Cardboard is really an ad hoc VR viewer: there's no head strap and if there was it would be uncomfortable to wear, instead intended to be held to the face to view the content. There are a range of Cardboard apps for content, as well as being able to view 360 environments such as Google Street View or watching 360 content on YouTube. Cardboard makes perfect sense: if you want to dip your toe into VR, this is a good place to start.
Related to Google Cardboard is Daydream, the next-generation of VR from Google. Where Cardboard was about accessibility and laying the foundations for VR content via your smartphone, Daydream is the future for Google and Android virtual reality.
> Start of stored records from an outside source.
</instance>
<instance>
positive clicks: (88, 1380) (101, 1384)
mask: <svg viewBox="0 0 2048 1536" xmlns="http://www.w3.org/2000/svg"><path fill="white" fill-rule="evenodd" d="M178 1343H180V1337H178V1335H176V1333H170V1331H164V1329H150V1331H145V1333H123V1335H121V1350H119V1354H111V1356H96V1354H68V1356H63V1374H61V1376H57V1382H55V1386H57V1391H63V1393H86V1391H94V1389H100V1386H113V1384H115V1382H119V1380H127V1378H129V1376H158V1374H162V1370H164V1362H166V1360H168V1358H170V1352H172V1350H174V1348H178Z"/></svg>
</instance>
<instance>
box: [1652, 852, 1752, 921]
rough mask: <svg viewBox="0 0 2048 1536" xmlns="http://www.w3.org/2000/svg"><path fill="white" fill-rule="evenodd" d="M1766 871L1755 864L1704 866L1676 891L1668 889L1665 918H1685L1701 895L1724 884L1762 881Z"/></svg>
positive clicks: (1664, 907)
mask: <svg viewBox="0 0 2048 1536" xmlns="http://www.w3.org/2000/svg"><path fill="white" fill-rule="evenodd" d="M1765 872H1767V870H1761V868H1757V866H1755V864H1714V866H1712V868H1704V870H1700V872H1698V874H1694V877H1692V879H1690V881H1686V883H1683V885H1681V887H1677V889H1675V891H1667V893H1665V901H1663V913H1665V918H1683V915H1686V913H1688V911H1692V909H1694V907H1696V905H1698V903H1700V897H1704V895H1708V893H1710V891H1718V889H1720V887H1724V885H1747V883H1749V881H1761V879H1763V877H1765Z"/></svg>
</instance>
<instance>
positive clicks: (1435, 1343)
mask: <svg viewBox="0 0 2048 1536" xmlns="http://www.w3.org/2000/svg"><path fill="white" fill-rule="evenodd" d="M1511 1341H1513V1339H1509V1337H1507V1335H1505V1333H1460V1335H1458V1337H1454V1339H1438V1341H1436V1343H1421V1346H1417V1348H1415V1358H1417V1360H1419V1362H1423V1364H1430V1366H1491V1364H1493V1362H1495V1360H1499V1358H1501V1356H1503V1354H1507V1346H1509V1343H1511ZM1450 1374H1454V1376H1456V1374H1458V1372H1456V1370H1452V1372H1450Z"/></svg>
Daydream was announced at Google I/O and will be arriving later in 2016, with Google saying that Daydream was to be an integrated part of Android N - the next version of Google's mobile operating system.
Daydream will make some fundamental changes to the Android VR world, outlining a minimum spec for Daydream devices and producing a reference design for the hardware, introducing, for the first time, a spec for a separate controller.
We've seen previews of a lobby system to make it easier to navigate around VR content and it's been promised that a whole range of Daydream certified devices and accessories will launch later in the year.
Zeiss VR One and One GX
Optics specialist Zeiss has its own virtual reality headset that converts an iPhone or Android device into an immersive 3D experience. The Zeiss VROne is very similar to Samsung's Gear VR headset, but with a universal design. The VR One features a tray to hold your phone and you'll need the appropriate tray for your handset, be that iPhone 6, SGS6, SonyXperia Z5 and so on.
The VR One will work with any app that is made for VR headsets such as Cardboard apps, delivering two images, so that each eye is separate and allows for a 3D experience. The VR One has a head strap and the One GX, like Cardboard, is designed for holding to your face. The Zeiss VR One is available now for about £110.
There are many more systems like the Zeiss VR that will accept phones in various forms and offer a similar approach to VR. If you're getting into smartphone-based VR, this is a good way to go.